Four adult WT and Kir5.1 KO mice, with an average age of 60 ± 10 days, were used. The animals were anesthetized via intramuscular injection of ketamine hydrochloride and xylazine cocktail (87.5 mg/kg Ketamine-12.5 mg/kg Xylazine) and testes collected and weighted using an analytical balance. Testicular dimensions were measured with an electronic caliper (Sattiyrch Digital Caliper, Goldmoon Industry, Suzhou, Jiangsu, China) and testicular volumes were calculated using the formula for the calculation of a solid ellipsoid triaxial body, as previously described: 4πabc/3 [39,40,41]. This formula was used considering π = 3.14; a = half the height; b = half the width; c = half the length.

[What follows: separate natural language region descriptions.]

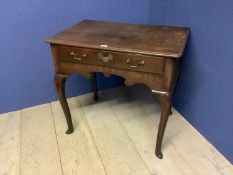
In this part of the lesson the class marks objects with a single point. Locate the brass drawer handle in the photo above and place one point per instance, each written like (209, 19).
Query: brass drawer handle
(141, 63)
(76, 57)
(106, 58)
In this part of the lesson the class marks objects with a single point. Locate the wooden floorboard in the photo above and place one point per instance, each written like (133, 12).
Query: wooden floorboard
(183, 141)
(118, 153)
(10, 143)
(39, 149)
(78, 152)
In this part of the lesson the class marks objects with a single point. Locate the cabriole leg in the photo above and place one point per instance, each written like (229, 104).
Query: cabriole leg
(165, 103)
(59, 81)
(94, 86)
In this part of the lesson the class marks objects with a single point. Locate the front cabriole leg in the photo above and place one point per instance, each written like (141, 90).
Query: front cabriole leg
(59, 81)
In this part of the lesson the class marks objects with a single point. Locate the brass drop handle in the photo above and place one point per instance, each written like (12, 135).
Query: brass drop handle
(106, 58)
(140, 63)
(76, 57)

4.5. Measurements of pH in Epididymal Fluids Using pH Strips

The pH of epididymal fluid was measured, as previously described [42]. To avoid any loss of carbon dioxide during collection, the pH of the fluid was determined immediately after release from the epididymal lumen. The mice were killed by cervical dislocation and the cauda epididymidis was isolated. Lobules of tubules were dissected free of the capsule to avoid blood vessels. Tubules were cut at a few sites and gently pressed, so that the exuded luminal contents were immediately smeared onto a pH strip and read (with 0.2 unit increments in the reference colours; Hydrion pH strips from Microfine, Micro Essential laboratory, New York, NY, USA).

4.6. Sperm Analysis

Animals were sacrificed by carbon dioxide overdose. Their left caudal epididymis was removed immediately by cutting at the intersection of the epididymis and vas deferens. In order to release the sperm from the ependymal tissue, the tissue was submerged in 1 mL of warmed Biggers–Whitten–Whittingham (BWW) medium, and was then incubated for 10 min at 37 °C. Epidydimal tissue was then removed, and the solution was gently swirled. A total of 20 µL of live sperm medium were placed in 100 µm-deep haemocytometer chambers. Improved Neubauer haemocytometer chamber was used for sperm count and progressive motility analysis by light microscopy (Nikon Eclipse E600; Nikon Corporation, Tokyo, Japan). Sperm viability assessment was performed using eosin B (0.5% in saline). A 20 μL sperm suspension sample was placed on a glass slide, mixed with 7 μL eosin B, covered with a slip and examined under a light microscope at a magnification of 400×. Aggregated, dead sperm cells and immotile spermatozoa were excluded from the analysis. Sperm tail morphology was examined by phase-contrast microscopy and classified as follows: (1) with normal flagella, not curved; or (2) with folded flagella. Progressive motility was evaluated when spermatozoa moved actively, either linearly or in a large circle, regardless of speed; all other patterns of motility with absence of progression or immotile spermatozoa were excluded. Analysis for semen parameters was performed counting at least 400 spermatozoa in three independent replicas for each mouse (KO n = 11 vs. WT n = 10).

4.7. Statistics

A two-tailed unpaired t-test was used to compare Kcnj16(−/−) and Kcnj16(+/+) sperm morphology, namely head length, head width, total flagellum length, and midpiece length. Velocities (VSL, VCL, and VAP) were also compared using a two-tailed unpaired t-test (GraphPad Prism 6.0 software, San Diego, CA, USA). Alpha was adjusted for multiple comparisons using the Bonferroni correction. To assure reproducibility of findings, a minimum of 6 different testicles per group were used in each experiment. Data are the mean ± standard error of the mean (SEM), with n indicating the number of tests performed in the same experiment.